Muriel went to school in Newtown, then attended the Village School and went up to the Girls’ High School when she was eleven. 

In those days, there wasn’t much money for books so the children wrote on a slate and did mental arithmetic – Muriel’s favourite subject.

Their teacher would say: ‘Your mother would send you to the shop with say $5 and you buy 10 oranges at so much’ and the children would have to work out in their heads how much change they would take back to their parents.

At other times, the teacher would read out a poem at a normal speaking pace and the children would have to write it down quickly and correctly.

There were more books at high school – but that also meant homework. Muriel left school at fifteen and went to work in a drugstore but she hated the work so went to work in a shop instead.

Church and religion

Most people in the Newtown community were deeply religious.

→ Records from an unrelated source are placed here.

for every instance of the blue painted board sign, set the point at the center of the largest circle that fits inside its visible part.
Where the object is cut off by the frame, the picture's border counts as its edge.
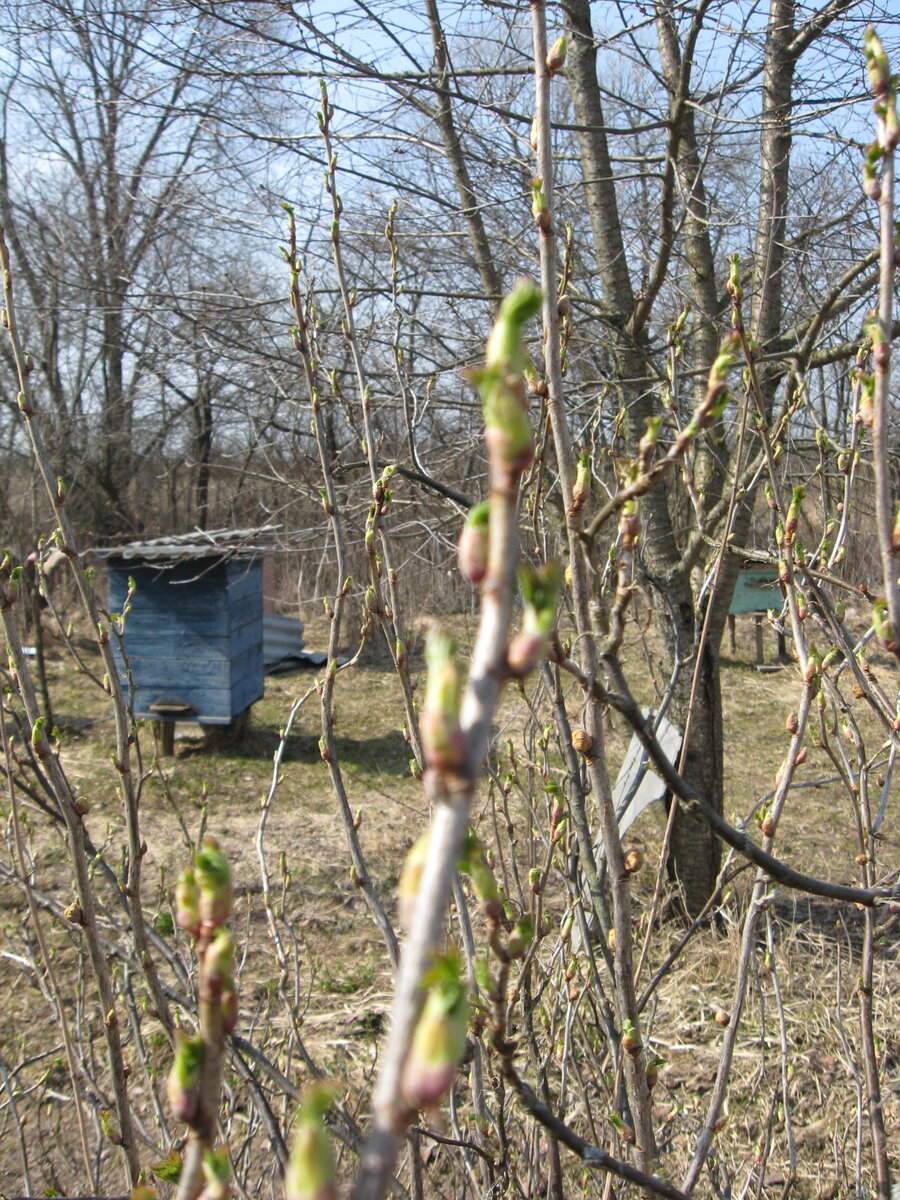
(757, 589)
(193, 636)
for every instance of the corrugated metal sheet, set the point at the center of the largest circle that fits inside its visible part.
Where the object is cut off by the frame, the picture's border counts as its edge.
(197, 545)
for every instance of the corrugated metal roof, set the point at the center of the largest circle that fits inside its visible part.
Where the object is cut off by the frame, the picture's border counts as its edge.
(196, 545)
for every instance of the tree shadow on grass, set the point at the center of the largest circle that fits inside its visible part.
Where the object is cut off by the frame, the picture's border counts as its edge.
(388, 754)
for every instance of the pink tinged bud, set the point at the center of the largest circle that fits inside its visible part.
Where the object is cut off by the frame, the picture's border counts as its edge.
(311, 1169)
(438, 1042)
(521, 937)
(883, 628)
(219, 960)
(187, 903)
(184, 1079)
(214, 880)
(540, 211)
(472, 547)
(582, 742)
(484, 883)
(411, 879)
(439, 721)
(556, 57)
(877, 65)
(581, 489)
(501, 382)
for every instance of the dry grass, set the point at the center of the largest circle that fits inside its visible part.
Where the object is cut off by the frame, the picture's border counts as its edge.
(339, 981)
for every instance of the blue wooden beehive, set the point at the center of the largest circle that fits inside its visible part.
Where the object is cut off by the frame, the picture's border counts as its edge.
(193, 636)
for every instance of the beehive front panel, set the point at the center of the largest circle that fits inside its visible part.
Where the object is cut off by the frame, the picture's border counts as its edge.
(245, 607)
(178, 639)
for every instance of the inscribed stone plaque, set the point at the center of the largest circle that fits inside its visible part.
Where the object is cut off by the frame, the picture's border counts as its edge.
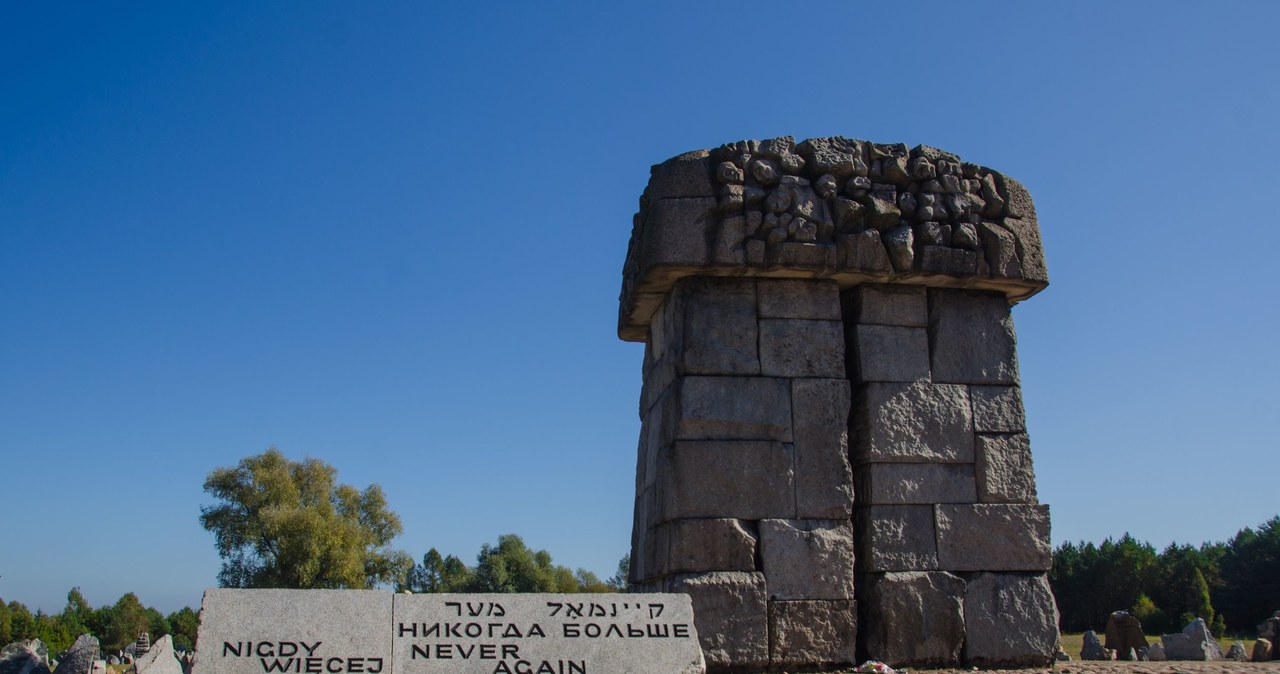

Muriel’s family attended the Moravian Church and the children went to Sunday school and enjoyed the singing afterwards. Muriel herself was received and confirmed in the Moravian Church and continued to go to church for as long as she could.

Her family prayed together, the children encouraged by their parents.

Travelling to the UK

Muriel’s uncle was the first member of her family to make his home in the UK. She recalls how he wrote home saying how cold it was; however, at the time, she didn’t really believe him.

Muriel was twenty-one when she left St Kitts to join her husband-to-be who was already living in Newport.

She had mixed feelings about leaving – she had two small children who she could not bring with her but she also wanted to be with the man she loved.

She remembers it being Prince Charles’ birthday (November 14) when she left St Kitts on the SS Montserrat.

She enjoyed the fifteen-day sea passage to the UK. There was plenty to eat on board and good entertainment. Most of the passengers were from Jamaica and St Lucia, or were English people returning to the UK.

Muriel shared a cabin with five other women, mostly from St Lucia and she remembers how excited they all were and how they wondered if the UK was really as cold as they’d been told.

Unfortunately, it was. Muriel believes she might have frozen had her boyfriend not brought along a coat when he came to meet her at Southampton – a coat he threw to her as she walked through customs.

Early days in Newport

Muriel and her boyfriend arrived in Newport on Friday 1 December 1961.

At first they lived in one room at the top of a house in Alexandra Road.

Muriel started working at Crompton Batteries the following Tuesday – the only Black person on the assembly line. Her boyfriend worked there too – in the pasting department – but relationships in the factory were frowned upon so the couple were barely able to acknowledge one another at work.

The couple were married at St Stephen’s Church in Pill on 17 March 1962 and their wedding reception was held at the home of Egerton Bassett [a Jamaican man who was also interviewed for the Back-a-Yard oral history project].

In 1966, they moved to St Mary Street and were able to send for their children. The couple later had three more children.

Racism in Newport

Muriel and her husband just wanted to get on with their lives in Newport; however, they were occasionally the targets of racist behaviour.

When the family moved to Ringland [a large council estate in Newport], they were the only Black people in their block and it was then that the racism got really bad with name-calling in the street and on the local bus.

Muriel recalls how one man would regularly call out racial abuse on the bus, saying things like ‘Get back to your own country’. Muriel would usually respond with ‘Let me be’; however, on occasion, she gave back as good as the racists gave.

Fostering

Muriel loved her own family dearly, but they were growing up and having their own families.

When she saw an advertisement for foster carers on the television, she wanted to do something to help. Muriel was approved as a foster carer in June 1993.

Six months later, she was asked to provide respite care for a family of four, including a baby boy on a night-time monitor. She kept the baby’s cot next to her all night for fear he might die.

Muriel loved fostering and has stayed in touch with many of the children she has cared for over the years. One boy now lives in America and has phoned Muriel from there.

She mostly looked after mixed race children, but has also cared for White children.